Examens de la vision des couleurs Altération aiguë de la fonction visuelle
Potentiels évoqués visuels et ERG pattern Baisse d'acuité visuelle non expliquée ni par la clinique ni par l'imagerie
OCT
  • Altération aiguë de la fonction visuelle

  • Œdème papillaire

  • Rétinite

  • Uvéite postérieure

Rétinophotographie
  • Suspicion de traumatisme non accidentel (« bébé secoué »)

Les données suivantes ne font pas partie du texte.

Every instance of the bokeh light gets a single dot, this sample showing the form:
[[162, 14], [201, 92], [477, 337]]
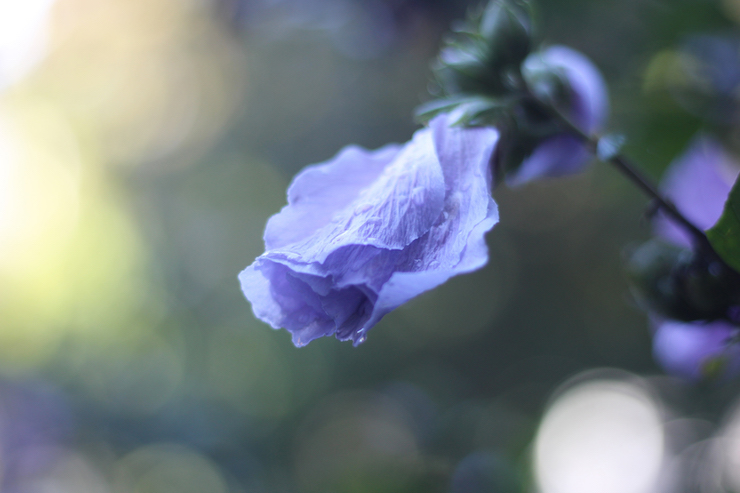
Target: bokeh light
[[600, 435]]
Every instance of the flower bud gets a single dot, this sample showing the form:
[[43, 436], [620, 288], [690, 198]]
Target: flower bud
[[506, 27]]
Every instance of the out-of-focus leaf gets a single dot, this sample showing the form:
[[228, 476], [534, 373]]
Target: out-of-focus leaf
[[609, 146], [725, 235]]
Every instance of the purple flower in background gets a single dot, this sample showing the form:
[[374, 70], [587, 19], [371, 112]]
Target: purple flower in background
[[698, 184], [368, 230], [564, 154]]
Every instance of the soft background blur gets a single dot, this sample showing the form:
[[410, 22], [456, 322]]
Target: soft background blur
[[143, 145]]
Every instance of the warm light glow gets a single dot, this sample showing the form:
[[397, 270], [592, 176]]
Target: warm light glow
[[601, 436], [23, 33]]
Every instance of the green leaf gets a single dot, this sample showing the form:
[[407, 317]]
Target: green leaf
[[725, 235]]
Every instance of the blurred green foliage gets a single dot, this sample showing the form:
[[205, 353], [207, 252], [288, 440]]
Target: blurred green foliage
[[174, 386]]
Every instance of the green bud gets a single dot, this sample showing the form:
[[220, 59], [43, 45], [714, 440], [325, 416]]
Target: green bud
[[548, 84], [506, 26]]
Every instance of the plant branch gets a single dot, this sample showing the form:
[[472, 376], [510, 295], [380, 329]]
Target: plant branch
[[628, 169]]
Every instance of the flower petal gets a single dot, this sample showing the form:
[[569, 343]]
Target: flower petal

  • Altération aiguë de la fonction visuelle

  • Œdème papillaire

  • Rétinite

  • Uvéite postérieure

  • Tumeurs

Angiographie à la fluorescéine Ischémie rétinienne de cause connue (rétinopathie du prématuré, drépanocytose, incontinentia pigmenti, etc.)
Angiographies à la fluorescéine et au vert d'indocyanine
  • Rétinite

  • Uvéite postérieure

Tonométrie à rebond; tonométrie par aplanation (type Perkins) Suspicion de glaucome congénital
Échographie mode A Suspicion de glaucome congénital
Échographie mode B
  • Hémorragie intravitréenne

  • Uvéite ne permettant pas l'accès au fond d'œil

  • Rétinoblastome

  • Tumeurs

Échographie UBM
  • Opacité cornéenne ne permettant pas l'accès à l'angle iridocornéen

  • Lésion cornéenne

Scanner orbitaire
  • Traumatisme orbitaire

  • Suspicion de tumeurs de l'orbite

IRM cérébrale
  • Altération de la fonction visuelle organique sans cause oculaire

  • Atrophie optique

  • Œdème papillaire de stase

  • Nystagmus pendulaire pur et/ou de type spasmus nutans

  • Syndrome de Claude Bernard-Horner

  • Tumeurs

IRM cervicale et thoracique haute
  • Syndrome de Claude Bernard-Horner

  • Tumeurs

Imagerie abdominale Syndrome de Hutchison
Tests de vision stéréoscopique Altération unilatérale profonde de la fonction visuelle possiblement non organique
Coordimètre Fracture orbitaire avec incarcération musculaire
Enregistrements oculomoteurs Nystagmus atypique
ERG:électrorétinogramme; IRM:imagerie par résonance magnétique; OCT: optical coherence tomography ; UBM: ultrasound biomicroscopy.